These are people who know your struggles, joys, sorrows, disastrous and funny moments. They will get you at your most favorite, secret, special core. You won’t be alone anymore in your daunting art. They will answer your questions promptly, with generosity, detail, and powerful support.

Most writers have heard of disastrous groups, ones that criticize and backstab and demean others (especially successful writers). These groups seem devoted to moaning about how difficult writing is, tearing one another to pieces, exulting about the hottest new guru who has changed their writing although it has yet to transform into words on the page. Members in bad groups find themselves under personal attack for what they write from characters to plot to setting to the way they dress. Some writers never recover from bad groups. These poor writers assume it’s them, that they are not real writers, that they deserved disrespect, eye rolls, and useless critiques.

I am now a member in several writing communities — some large and well-established with published writers, others smaller and on their way, still others that are a mixture of both published and unpublished.

What unites us is story.

What we offer to one another is whatever we have.

One member has a book, article, piece coming out? Others read the work, early in development or later on when publication is set, post reviews and comments where requested, spread the word among friends and other communities, offer support as the author wavers and doubts, celebrates, and questions. The rising tide lifts all boats. One member’s success generates more success for everyone in their group.

Someone finds a worthwhile resource? They share it.

A member shares a funny cartoon, video, something that will bring a smile or outright laugh to the others in the depths of creation, revision, space between work. We are human with one another, caring for one another as we would like to be cherished.

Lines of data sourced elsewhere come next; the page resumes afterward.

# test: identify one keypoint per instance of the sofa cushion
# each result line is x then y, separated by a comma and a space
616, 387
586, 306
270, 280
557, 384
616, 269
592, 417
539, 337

Recently, I was traveling and lost track of dates. My daily posts were gathered strangely, appeared at odd times. A member of my writing group wanted to know where I was, what was going on that I didn’t post regularly. I felt seen, known, understood by a person that I’ve never met in real life but who noticed and asked.

We read drafts, offer suggestions, ask useful questions, wonder out loud. We are respectful, curious, and kind.

In the best of groups, members take big risks, in what they write and in what they do with it. The community encourages the risk, supports without question, rejoices that the group is a place where trial is never total error.

There’s enough negativity, obstinate insistence on following the rules no matter the cost or the loss, and bullheaded ignorance in the world. We don’t need it in the writer communities that we create, join, and participate in actively.

Another thing that I’m learning is accountability, participating consistently and well. I make sure that I write, that I stretch and bend and get into excruciating messes, because I know that I need it as a writer and that my group is with me, either in the experience or waiting at the next threshold, urging me onward.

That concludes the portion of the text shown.